From “Out of the Black Hole”, an article by Michael Greenberger, a professor at the University of Maryland School of Law and a former division director at the U.S. Commodity Futures Trading Commission, that appeared on April 26th, 2010 in The American Propect.
“Unregulated OTC derivatives have been at the heart of systemic or near systemic collapses — from the 1994 bankruptcy of Orange County, California; to the collapse of Long Term Capital Management in 1998; to the bankruptcy of Enron in 2001?2002; to the 2008 sub-prime meltdown; and now to an emerging European sovereign-debt crisis in which derivatives were used to disguise the extent of debts taken by nations such as Greece. After each crisis, governments worldwide proclaim that the OTC market must be regulated in the same manner as equity markets, which are dwarfed in value by OTC derivatives. However, Wall Street always deflates those aspirations with aggressive lobbying and campaign contributions. The present financial-reform regulatory effort may be the last chance to prevent the kind of crisis that was dodged in 2008 — a worldwide depression. Wall Street and its allies must be stopped now.

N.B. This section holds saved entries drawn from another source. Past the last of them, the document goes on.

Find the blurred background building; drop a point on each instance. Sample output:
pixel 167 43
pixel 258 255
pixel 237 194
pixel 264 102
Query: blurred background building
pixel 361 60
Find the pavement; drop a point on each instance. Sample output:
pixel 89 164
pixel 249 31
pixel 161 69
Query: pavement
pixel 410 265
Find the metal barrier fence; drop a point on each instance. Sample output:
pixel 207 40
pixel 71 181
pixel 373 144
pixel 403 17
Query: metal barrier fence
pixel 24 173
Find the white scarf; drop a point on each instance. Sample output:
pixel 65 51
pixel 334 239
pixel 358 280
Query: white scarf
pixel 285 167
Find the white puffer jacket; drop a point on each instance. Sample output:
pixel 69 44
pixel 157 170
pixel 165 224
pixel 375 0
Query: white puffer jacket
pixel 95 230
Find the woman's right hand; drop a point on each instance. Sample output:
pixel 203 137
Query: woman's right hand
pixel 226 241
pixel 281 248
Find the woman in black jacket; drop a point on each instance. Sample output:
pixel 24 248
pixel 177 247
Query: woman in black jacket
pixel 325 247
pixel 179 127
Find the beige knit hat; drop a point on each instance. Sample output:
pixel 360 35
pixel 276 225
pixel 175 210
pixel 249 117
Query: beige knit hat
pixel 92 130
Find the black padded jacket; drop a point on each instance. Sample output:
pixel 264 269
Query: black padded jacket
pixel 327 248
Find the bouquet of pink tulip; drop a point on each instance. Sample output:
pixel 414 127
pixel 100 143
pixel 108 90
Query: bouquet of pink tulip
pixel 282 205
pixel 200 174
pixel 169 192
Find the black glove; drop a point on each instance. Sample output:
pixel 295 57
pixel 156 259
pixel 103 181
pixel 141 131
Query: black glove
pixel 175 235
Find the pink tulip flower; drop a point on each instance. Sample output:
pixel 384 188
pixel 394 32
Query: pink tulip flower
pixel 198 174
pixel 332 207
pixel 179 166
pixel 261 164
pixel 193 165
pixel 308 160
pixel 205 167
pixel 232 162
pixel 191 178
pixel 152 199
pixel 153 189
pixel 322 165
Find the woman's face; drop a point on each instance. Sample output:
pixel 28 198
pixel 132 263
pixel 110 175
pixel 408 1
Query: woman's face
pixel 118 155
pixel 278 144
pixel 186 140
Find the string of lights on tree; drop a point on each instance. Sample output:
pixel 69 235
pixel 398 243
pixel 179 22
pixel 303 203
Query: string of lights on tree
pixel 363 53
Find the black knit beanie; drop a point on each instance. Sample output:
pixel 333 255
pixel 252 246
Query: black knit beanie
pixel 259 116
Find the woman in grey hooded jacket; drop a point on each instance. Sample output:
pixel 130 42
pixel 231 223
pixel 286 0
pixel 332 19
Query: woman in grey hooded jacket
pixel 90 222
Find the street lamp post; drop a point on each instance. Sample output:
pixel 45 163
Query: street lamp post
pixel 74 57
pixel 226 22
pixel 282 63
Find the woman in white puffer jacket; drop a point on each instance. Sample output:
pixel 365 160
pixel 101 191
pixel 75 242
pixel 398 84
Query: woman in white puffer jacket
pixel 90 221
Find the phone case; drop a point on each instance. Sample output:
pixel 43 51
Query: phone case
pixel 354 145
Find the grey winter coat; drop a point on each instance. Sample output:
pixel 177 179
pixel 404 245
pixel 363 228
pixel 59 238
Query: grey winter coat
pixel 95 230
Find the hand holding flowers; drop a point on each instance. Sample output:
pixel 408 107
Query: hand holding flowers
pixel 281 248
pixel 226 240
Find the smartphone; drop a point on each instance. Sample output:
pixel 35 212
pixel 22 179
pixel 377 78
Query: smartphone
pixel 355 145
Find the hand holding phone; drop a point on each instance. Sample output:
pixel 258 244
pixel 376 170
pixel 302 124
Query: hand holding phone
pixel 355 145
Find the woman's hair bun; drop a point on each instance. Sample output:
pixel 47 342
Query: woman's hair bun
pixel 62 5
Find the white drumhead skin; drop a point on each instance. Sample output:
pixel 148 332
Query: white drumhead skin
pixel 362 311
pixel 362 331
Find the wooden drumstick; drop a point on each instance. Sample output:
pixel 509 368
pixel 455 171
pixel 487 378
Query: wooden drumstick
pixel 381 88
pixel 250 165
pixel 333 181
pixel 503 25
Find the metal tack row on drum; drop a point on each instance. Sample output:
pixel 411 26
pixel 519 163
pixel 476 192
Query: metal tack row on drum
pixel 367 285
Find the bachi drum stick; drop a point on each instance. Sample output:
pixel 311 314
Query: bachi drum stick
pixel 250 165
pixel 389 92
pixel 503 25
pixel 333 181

To avoid further systemic and irreparable meltdowns, legislation must be enacted that requires all standardized derivatives to be guaranteed by well-capitalized clearing facilities and traded on fully transparent and well–regulated exchanges. This is what the Obama administration’s June 2009 white paper promised. The president and Congress should be made to stick to that promise, or the world economy will devolve into a black hole with far greater pull than the regulatory black hole that exists for swaps.”